In June 2018, within the framework of the skills sponsorship initiative, a new project* (the project is being run in partnership with the École Nationale des Ponts Paris Tech under the auspices of the CEREA) was launched with the EDF Group Foundation to confirm the suitability of blower doors as a replacement for existing doors. The purpose of studies undertaken by the CEREA (the centre for teaching and research into atmospheric environments – a joint laboratory set up by the École des Ponts ParisTech and EDF's R&D department) and the MFEE (Fluid mechanics, energy and the environment) division within EDF’s R&D department is to use digital modelling and expertise in aeraulics to design the air curtain and give consideration to its operation in the overall structure: room / airlock / corridor.

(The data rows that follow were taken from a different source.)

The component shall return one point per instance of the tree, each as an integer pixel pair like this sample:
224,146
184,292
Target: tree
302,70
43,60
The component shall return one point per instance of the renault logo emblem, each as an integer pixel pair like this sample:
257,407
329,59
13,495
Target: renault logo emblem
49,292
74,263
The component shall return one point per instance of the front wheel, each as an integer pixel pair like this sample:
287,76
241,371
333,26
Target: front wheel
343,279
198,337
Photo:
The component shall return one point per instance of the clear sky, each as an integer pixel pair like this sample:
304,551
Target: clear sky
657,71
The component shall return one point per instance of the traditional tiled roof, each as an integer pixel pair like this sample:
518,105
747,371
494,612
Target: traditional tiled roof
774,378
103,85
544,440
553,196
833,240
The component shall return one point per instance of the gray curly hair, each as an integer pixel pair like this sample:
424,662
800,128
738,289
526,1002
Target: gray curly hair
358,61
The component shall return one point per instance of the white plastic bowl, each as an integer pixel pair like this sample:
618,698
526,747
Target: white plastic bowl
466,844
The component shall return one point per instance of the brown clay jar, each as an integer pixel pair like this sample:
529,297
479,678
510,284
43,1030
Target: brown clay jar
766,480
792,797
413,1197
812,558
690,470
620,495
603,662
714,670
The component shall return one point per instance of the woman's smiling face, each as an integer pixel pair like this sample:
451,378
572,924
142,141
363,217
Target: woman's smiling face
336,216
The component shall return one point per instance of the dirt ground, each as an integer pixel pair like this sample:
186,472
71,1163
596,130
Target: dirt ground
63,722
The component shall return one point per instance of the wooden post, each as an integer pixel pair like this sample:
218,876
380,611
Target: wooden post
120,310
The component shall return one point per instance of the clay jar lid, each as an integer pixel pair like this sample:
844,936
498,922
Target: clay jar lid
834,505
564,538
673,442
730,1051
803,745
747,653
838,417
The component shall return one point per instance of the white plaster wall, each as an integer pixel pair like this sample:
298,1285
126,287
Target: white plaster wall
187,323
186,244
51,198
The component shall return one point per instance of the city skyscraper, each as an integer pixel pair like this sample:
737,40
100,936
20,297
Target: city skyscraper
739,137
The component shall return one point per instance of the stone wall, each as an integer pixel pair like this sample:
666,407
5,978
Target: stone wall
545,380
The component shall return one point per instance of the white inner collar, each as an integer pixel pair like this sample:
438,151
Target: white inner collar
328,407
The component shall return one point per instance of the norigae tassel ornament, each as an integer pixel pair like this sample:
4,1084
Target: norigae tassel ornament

However, a number of studies will need to be conducted into this concept, ranging from defining the type of blowing system to integrating it into the airlock in place of the existing doors. Just as they played a part in the successful development of the blowing ceiling, EDF’s researchers will have the opportunity to develop expertise in understanding airborne contaminants and pollutants. Such expertise is in more and more demand by several of the company's business lines and subsidiaries – particularly in relation to air quality.